Political Philosophy Moves On

1841 Ludwig Andreas Feuerbach* (1804-72), a German philosopher, launches his best known work, The Essence of Christianity*. This guy is busy rejecting idealism for materialism* and his works influence another fellow named Karl Marx* to develop a view of things called dialectical materialism*. [more about all this as we go along.]

Meanwhile the Europeans are busy exploring the interior of Africa. This year a Scottish explorer, David Livingstone* (1813-73), goes off as a medical missionary into the wilds of Botswana. He'll go on to find [that is the conventional way of saying that the white European is discovering for the first time a number of things well known to the native Africans] a lot of spots there [like the Kalahari desert, the Victoria Falls, that sort of thing].

1842 This year Karl Marx* begins his editorship of a radical paper (the Rheinische Zeitung). It'll be suppressed next year. He is a German social philosopher who has studied both law and philosophy and has some very definite ideas about how society ought to work. Along with Darwin, his works will have the greatest influence on what happens in the world for the next hundred and fifty years. This is why we will keep up with these two guys. At the moment Marx* is taking in the ideas of Feuerbach* (see above) and Moses Hess* (1812-75) who introduces him (Marx) to the study of social and economic problems (of which there are a lot around just now).

In England Shaftesbury* (Anthony Ashley Cooper, 7th earl of Shaftesbury, 1801-85) is busy passing laws to help with the terrible conditions of workers and the poor. This year he gets a law limiting child labor.

Dickens* does an American lecture tour and goes back to Great Britain with a very dim view of the U.S. which he writes up in American Notes*.

The Russian, Gogol*, comes out with his novel, Dead Souls*. 1843 This year in Great Britain, William Wordsworth* (1770-1850), the romantic nature poet,

is named poet laureate. Also, Dickens publishes A Christmas Carol* and spends some of his time managing amateur theatricals.

1843- A little Austrian monk, Gregor Johann Mendel* (1822-84) is busy [between now and 1868] analyzing how peas reproduce. This may sound pretty obscure and esoteric, but his findings will provide the basis for genetics.

1843 - In America, a guy named Dan Emmett* (1815-1904) builds on those Ethiopian Operas* (see above) and comes up with a full-length entertainment, the "Virginia Minstrels." Also, around this time, another American character type shows up. This is the "city boy", a good-natured city roughneck.

In Great Britain, the Theatre Regulation Act* puts an end to the old monopoly of the Patent theatres. Now new theatres can open. It will take a while for this to make a difference.

1844 - In America the hit play is the melodrama The Drunkard, [a still popular item] by William H. Smith* (1806-72). He is the stage manager of the troupe at the Boston Museum*.
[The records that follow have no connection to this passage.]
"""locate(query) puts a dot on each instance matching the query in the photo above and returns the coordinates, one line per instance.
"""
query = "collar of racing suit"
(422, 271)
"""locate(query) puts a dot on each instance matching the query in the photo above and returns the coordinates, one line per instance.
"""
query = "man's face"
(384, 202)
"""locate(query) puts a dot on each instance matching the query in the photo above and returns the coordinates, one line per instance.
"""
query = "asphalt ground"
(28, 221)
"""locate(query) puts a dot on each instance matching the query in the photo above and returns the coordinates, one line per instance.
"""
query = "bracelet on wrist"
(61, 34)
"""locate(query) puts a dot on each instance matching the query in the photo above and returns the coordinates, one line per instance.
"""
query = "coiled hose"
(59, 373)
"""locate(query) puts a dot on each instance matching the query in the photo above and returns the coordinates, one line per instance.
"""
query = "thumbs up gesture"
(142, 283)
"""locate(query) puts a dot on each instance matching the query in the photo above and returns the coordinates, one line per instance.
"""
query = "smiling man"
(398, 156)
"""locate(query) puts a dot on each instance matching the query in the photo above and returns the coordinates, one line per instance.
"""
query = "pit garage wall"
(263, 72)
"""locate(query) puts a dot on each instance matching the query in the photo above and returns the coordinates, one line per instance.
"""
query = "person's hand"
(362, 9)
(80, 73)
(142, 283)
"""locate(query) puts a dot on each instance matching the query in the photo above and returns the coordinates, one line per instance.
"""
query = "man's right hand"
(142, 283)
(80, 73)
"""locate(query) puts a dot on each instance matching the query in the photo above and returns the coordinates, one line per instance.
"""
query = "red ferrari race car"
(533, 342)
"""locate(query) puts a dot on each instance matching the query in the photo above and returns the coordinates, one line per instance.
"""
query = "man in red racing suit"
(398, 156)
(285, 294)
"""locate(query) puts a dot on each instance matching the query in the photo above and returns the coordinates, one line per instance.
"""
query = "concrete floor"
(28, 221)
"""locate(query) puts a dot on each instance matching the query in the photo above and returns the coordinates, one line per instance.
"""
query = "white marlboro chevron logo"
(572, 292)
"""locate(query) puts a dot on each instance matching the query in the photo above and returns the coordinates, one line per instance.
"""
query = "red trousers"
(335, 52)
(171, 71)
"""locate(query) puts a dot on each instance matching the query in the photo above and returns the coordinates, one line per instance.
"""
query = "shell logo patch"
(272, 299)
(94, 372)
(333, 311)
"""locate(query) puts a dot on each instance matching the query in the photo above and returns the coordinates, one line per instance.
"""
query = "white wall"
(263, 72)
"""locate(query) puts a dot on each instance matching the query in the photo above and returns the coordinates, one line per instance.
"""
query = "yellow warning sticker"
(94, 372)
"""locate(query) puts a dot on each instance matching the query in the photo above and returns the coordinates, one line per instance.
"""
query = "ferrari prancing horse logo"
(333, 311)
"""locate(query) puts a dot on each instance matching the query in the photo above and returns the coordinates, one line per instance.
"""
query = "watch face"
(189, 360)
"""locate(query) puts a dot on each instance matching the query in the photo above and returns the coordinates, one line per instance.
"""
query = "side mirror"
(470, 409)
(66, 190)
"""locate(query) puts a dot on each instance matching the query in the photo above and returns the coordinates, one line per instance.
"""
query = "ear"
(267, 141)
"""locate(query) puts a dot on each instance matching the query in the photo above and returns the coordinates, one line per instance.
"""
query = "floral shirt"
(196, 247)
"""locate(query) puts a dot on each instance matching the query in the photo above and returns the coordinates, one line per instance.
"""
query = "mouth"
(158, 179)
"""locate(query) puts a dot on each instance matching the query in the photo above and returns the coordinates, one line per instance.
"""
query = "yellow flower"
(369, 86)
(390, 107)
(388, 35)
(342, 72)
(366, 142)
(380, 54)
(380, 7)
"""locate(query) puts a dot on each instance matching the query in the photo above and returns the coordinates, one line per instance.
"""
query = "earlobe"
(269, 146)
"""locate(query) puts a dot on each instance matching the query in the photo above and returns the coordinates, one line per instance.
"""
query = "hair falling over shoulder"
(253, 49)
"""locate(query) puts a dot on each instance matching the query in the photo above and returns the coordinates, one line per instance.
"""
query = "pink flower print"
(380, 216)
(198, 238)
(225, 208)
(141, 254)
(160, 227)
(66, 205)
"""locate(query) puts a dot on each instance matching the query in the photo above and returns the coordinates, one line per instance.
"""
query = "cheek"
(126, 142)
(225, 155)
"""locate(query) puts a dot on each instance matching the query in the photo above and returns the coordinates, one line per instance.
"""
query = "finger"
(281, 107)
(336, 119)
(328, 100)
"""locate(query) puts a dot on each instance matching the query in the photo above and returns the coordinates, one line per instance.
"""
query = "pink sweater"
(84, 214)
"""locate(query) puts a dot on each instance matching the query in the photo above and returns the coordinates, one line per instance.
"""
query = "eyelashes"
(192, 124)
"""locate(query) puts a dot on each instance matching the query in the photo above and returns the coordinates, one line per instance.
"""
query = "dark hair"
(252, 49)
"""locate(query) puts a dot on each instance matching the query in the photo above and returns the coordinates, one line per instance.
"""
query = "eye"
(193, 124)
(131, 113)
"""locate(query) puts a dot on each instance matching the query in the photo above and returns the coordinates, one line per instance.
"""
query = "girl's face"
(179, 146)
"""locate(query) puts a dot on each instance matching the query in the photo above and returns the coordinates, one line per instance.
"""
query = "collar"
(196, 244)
1844 This is the year when Marx* meets Engels* in Paris. They begin a life-long collaboration. Friedrich Engels* (1820-95), who has been managing a factory in England, comes out this year with his first major work, The Condition of the Working Class in England* (it'll be published next year). Engels* is a German social philosopher and a revolutionary. These two guys will begin working on other works immediately.

Meanwhile one of the first important communication devices, the telegraph*, is being put together. Several guys have been working on this, but this year Samuel Morse* (1791-1872) demonstrates his version to Congress. He gets associated with the system and it starts being put into use (especially as the railroads are built, they raise telegraph lines along side).